This week the House of Lords’ Communications Committee published a new report, ‘Growing up with the Internet’ which looks at how children should be protected online and sets out a number of new recommendations for industry and Government.
Key recommendations from the report are:
- We recommend that all ISPs and mobile network operators should be required not only to offer child-friendly content control filters, but also for those filters to be ‘on’ by default for all customers. Adult customers should be able to switch off such filters.
- Those responsible for providing filtering and blocking services need to be transparent about which sites they block and why, and be open to complaints from websites to review their decisions within an agreed timeframe. Filter systems should be designed to an agreed minimum standard.
- It is no longer sufficient to teach digital skills in specialist computer science classes. We recommend that digital literacy sit alongside reading, writing and mathematics as the fourth pillar of a child’s education.
- ComputerWeekly.com: Lords call on ISPs, government to do more to safeguard children online
- ISPReview.co.uk: Lords Comms Committee Calls for Default-On UK Internet Censorship
As we’ve commented before, we completely agree with the suggestion of improved education in schools regarding safely using the Internet. Alongside parental supervision this is truly key to protecting children online. Automatic protections such as filters and blocks should be a secondary protection – worthwhile and necessary, but far from foolproof and therefore only truly successful if used alongside education and supervision. We also believe parents (and even adults in general) could benefit a great deal from an education programme of their own on Internet safety and would urge the Government to consider doing more around this e.g. supervising and protecting children online, preventing fraud, setting up and using filters, etc.
However, we are concerned about the calls for ‘all’ ISPs to be required to provide such filters. This suggests even business focused ISPs would be required to implement these systems which can be costly, especially for smaller providers and seemingly unnecessary if they deal primarily with business users. We feel this needs further clarity.
Commenting on the new report ISPA quite rightly pointed out that online safety is already a priority for most ISPs and that thanks to self-regulation the UK is a world leader in online safety. They also echoed our own concerns about the effect on smaller business focused ISPs.

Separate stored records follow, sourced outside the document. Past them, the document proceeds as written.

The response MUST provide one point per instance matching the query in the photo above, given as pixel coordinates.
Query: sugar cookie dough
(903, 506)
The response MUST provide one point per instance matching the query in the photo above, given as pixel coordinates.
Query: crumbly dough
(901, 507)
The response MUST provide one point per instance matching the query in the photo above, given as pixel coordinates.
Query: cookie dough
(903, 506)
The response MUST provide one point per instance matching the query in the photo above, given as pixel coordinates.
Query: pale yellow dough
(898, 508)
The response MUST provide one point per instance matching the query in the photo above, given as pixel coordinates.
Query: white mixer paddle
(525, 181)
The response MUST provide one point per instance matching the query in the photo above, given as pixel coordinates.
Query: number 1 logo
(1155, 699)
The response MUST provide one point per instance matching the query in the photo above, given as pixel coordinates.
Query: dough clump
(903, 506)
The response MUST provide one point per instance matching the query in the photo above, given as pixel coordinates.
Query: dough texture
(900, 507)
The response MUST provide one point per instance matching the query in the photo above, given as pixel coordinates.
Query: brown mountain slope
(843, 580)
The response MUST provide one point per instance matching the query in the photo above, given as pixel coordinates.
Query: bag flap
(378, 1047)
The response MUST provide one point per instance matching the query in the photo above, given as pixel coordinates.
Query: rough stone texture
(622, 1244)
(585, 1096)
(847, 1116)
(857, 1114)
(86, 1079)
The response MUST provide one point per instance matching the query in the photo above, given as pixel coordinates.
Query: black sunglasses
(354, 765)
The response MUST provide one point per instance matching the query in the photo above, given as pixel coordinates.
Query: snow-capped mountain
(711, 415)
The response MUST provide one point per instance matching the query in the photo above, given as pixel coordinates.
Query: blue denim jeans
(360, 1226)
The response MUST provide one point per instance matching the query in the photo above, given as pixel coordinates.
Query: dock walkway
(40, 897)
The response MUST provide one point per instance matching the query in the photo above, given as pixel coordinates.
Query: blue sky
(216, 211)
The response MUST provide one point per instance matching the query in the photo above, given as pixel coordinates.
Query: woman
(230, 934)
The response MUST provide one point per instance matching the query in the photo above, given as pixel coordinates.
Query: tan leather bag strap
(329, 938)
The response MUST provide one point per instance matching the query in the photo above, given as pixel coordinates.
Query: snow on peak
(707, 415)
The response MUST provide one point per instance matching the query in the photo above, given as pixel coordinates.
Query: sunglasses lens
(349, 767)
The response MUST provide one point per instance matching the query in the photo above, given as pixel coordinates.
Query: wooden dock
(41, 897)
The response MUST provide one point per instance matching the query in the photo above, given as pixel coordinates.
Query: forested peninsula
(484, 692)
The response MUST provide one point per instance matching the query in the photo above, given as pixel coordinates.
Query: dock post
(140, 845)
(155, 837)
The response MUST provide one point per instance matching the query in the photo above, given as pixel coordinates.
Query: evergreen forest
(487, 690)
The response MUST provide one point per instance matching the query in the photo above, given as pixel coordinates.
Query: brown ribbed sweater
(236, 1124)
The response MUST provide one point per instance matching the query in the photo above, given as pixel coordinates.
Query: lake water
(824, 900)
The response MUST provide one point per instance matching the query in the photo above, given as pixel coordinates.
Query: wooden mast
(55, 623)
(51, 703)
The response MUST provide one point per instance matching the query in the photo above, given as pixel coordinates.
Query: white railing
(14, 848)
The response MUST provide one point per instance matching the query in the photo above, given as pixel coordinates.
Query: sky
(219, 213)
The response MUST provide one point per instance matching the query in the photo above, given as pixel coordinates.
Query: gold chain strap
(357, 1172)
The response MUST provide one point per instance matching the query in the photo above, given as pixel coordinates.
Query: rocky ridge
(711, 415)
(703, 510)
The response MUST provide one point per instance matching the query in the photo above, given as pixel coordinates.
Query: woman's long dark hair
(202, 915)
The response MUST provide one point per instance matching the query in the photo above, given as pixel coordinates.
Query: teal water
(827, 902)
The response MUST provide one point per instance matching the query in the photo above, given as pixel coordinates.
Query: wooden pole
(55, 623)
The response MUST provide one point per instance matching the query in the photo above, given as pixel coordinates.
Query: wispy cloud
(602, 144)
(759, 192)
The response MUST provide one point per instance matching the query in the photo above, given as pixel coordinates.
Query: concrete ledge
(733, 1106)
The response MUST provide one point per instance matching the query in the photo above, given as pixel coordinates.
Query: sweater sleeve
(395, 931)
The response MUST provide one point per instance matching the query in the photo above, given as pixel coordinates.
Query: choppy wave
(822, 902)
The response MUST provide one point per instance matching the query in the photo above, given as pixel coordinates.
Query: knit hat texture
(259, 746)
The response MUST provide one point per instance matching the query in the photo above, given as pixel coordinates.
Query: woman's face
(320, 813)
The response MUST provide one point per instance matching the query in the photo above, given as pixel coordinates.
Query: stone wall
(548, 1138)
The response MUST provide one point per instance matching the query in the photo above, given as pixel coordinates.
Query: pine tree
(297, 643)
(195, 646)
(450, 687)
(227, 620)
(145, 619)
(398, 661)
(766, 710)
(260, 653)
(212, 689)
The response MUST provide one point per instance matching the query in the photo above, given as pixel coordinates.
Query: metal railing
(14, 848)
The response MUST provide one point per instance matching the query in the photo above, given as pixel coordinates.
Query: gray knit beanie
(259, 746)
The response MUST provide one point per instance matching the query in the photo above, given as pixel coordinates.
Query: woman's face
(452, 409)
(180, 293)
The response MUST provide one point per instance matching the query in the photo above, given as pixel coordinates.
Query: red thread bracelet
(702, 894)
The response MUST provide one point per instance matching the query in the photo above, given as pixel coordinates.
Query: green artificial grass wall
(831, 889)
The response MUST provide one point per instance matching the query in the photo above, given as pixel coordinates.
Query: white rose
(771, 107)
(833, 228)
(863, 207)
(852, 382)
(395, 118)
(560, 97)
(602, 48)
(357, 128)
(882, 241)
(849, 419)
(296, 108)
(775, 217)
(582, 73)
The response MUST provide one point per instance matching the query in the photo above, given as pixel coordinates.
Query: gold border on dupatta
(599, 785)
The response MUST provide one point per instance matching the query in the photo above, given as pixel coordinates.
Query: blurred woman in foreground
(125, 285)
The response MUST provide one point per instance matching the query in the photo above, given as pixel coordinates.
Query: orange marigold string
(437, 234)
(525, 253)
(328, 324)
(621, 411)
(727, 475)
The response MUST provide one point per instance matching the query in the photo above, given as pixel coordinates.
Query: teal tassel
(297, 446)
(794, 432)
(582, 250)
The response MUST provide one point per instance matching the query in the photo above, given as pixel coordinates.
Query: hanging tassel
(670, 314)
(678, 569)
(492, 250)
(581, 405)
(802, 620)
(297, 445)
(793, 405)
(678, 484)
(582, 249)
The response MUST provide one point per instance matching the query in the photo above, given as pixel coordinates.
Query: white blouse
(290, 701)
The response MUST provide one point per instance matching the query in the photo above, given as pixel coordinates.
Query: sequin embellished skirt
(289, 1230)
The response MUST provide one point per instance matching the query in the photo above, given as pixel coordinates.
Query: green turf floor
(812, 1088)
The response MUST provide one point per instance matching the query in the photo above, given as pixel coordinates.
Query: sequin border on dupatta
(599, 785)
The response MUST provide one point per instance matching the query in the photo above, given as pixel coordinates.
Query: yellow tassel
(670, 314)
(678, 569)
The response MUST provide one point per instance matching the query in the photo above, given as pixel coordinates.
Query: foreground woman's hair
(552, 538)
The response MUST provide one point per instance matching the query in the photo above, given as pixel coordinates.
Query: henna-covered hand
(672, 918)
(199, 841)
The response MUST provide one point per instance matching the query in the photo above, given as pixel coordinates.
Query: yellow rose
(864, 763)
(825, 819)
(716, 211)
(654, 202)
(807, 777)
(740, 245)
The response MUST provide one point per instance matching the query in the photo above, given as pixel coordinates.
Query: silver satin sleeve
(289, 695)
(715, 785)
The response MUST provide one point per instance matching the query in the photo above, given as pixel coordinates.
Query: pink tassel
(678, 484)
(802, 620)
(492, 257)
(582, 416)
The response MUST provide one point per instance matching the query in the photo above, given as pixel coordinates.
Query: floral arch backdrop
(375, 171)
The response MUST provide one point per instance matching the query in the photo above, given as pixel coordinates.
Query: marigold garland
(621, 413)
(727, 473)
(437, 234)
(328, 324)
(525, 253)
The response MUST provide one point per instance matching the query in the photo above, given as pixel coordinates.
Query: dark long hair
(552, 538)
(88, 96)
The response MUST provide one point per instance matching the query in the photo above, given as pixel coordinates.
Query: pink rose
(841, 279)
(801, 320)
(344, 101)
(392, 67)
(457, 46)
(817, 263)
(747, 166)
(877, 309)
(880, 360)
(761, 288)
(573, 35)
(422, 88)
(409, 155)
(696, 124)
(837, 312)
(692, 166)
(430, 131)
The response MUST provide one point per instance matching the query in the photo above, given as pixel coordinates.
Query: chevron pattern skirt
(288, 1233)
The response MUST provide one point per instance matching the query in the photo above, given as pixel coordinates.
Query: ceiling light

“We believe that self-regulation is the right approach to dealing with this complex and challenging area and so disagree with some of the report’s conclusions. The current self-regulatory regime has led to the UK being a world leader in online safety, with up to 95% of consumer customers having free access to a parental control filter, the virtual eradication of child images hosted in the UK via the Internet Watch Foundation and an industry-funded public awareness campaign and one stop shop advisory site. ISPA is further committed to raising awareness of online safety with its members, including a guide for its smaller members and information at sign up on parental control filters.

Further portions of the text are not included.